Nell’ultimo consiglio comunale, tra i punti all’ordine del giorno, vi era quello relativo al riconoscimento, a tutti gli effetti di legge, del Comune di Padula come facente parte del Parco Nazionale del Cilento, Vallo di Diano ed Alburni. A parlarne è il sindaco Paolo Imparato.

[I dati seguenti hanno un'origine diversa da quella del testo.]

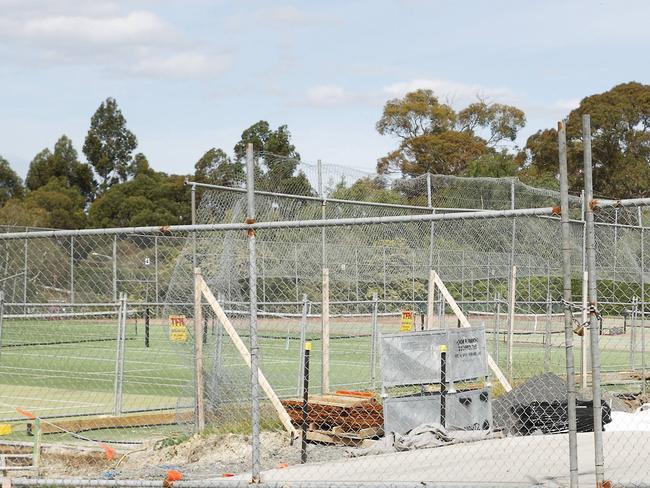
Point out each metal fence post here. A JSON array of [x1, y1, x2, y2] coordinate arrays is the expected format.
[[70, 236, 74, 303], [494, 295, 501, 364], [582, 114, 605, 486], [112, 234, 117, 301], [153, 236, 160, 304], [113, 293, 127, 415], [508, 266, 517, 382], [246, 144, 261, 483], [549, 122, 584, 488], [637, 207, 646, 396], [23, 234, 28, 313], [0, 291, 5, 355], [298, 293, 309, 395], [194, 268, 205, 432], [630, 297, 637, 371], [370, 291, 379, 391], [190, 185, 196, 268], [544, 293, 553, 372]]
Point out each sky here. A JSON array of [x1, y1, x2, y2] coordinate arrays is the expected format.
[[0, 0, 650, 177]]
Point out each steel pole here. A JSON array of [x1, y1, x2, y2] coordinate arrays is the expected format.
[[70, 236, 74, 303], [112, 234, 117, 301], [582, 114, 605, 487], [637, 212, 646, 396], [0, 291, 5, 354], [191, 185, 196, 268], [298, 293, 309, 394], [370, 291, 379, 391], [246, 144, 261, 483], [558, 122, 578, 488]]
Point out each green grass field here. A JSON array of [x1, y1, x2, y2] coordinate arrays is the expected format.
[[0, 317, 650, 442]]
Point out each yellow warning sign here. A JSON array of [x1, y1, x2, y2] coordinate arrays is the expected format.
[[399, 310, 413, 332], [169, 315, 187, 342]]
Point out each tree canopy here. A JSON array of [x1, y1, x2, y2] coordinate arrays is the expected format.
[[518, 82, 650, 198], [0, 82, 650, 228], [194, 147, 245, 186], [25, 135, 96, 200], [88, 171, 191, 227], [0, 156, 24, 206], [234, 120, 314, 195], [83, 97, 138, 191], [376, 89, 526, 176]]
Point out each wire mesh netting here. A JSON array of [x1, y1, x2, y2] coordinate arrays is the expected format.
[[0, 155, 648, 485]]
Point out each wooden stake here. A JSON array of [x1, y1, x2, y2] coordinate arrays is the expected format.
[[427, 270, 436, 330], [432, 271, 512, 392], [321, 268, 330, 395], [197, 275, 298, 438], [194, 268, 205, 432]]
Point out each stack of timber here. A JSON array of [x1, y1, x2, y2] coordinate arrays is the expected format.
[[282, 391, 384, 447]]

“Una parte del territorio di Padula, precisamente 15 ettari, è sempre rientrata nella perimetrazione del Parco – dichiara Imparato – una piccola porzione di cui mai nessuno si è accorto sin dall’inizio, da quando cioè lo stesso è stato istituito. Padula è stata, quindi, considerata sempre area contigua, non potendo partecipare e votare all’assemblea, non potendosi mai candidare a sede distaccata del Parco, nonostante la presenza della Certosa. Abbiamo ora portato alla luce la questione e, parlando con il direttore del Parco, l’anomalia è stata effettivamente riscontrata”.

“Voglio ora chiarire in modo definitivo la situazione – sottolinea il sindaco – dopo la delibera di consiglio comunale, scriverò una lettera nei prossimi giorni al presidente e al direttore del Parco, al presidente della Giunta Regionale, al Ministro dell’Ambiente e al Presidente della Repubblica perchè venga modificato il decreto, consentendo così di partecipare alla prossima assemblea con diritto di voto e di poter candidare il nostro Comune ad eventuali progetti e finanziamenti del Parco”.

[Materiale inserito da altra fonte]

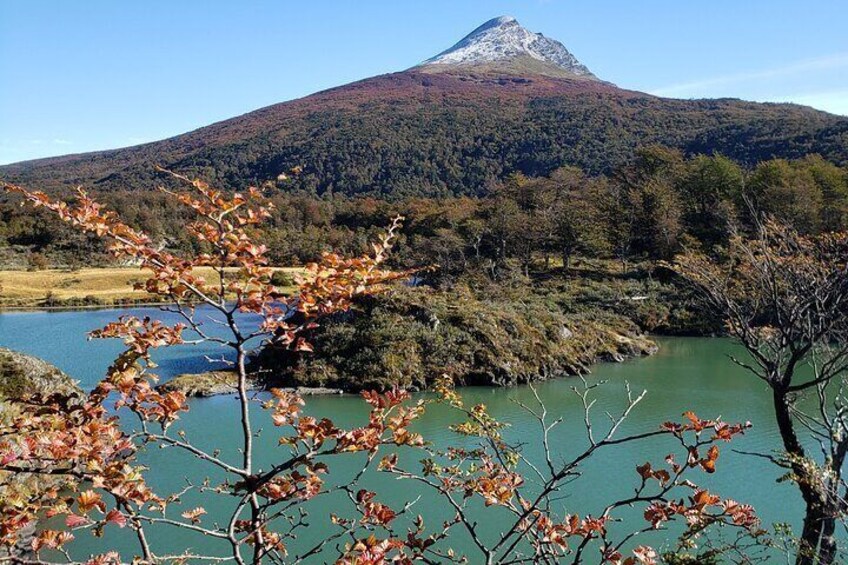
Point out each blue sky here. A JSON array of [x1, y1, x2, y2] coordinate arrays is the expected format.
[[0, 0, 848, 163]]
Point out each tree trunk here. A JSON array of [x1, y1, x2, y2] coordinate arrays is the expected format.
[[819, 513, 836, 565], [770, 388, 824, 565], [795, 504, 824, 565]]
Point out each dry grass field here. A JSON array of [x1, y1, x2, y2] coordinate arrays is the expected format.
[[0, 267, 298, 308]]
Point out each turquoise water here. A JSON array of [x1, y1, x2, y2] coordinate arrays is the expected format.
[[0, 309, 801, 563]]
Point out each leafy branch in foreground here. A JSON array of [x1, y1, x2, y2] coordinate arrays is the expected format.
[[676, 219, 848, 565], [0, 171, 761, 565]]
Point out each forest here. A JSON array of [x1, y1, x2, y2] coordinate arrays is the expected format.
[[0, 146, 848, 272]]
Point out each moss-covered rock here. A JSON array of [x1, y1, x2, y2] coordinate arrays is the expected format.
[[0, 347, 82, 399], [253, 287, 656, 391], [157, 370, 342, 398]]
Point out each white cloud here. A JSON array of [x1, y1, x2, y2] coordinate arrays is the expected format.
[[763, 88, 848, 116], [650, 53, 848, 96]]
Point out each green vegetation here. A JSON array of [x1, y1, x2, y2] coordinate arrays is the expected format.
[[0, 347, 79, 398], [0, 70, 848, 198]]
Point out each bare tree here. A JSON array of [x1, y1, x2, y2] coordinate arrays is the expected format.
[[676, 220, 848, 565]]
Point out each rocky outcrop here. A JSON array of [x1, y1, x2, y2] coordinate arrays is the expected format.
[[0, 347, 82, 399], [157, 371, 342, 398], [0, 347, 82, 562]]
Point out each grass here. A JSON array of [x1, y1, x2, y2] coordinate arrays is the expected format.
[[0, 267, 298, 308]]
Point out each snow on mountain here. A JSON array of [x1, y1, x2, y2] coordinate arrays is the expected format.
[[421, 16, 596, 79]]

Il primo cittadino di Padula chiarisce poi anche la questione dei vincoli, sollevata dopo la seduta del consiglio comunale: “Non cambierà niente dal punto di vista dei vincoli, poichè, come succede già adesso, saranno sempre e solo quei 15 ettari ad esserne interessati. Poichè il Parco è Patrimonio UNESCO, come la nostra Certosa, chiederò ufficialmente una sede distaccata, da collocare nei locali di proprietà comunale”.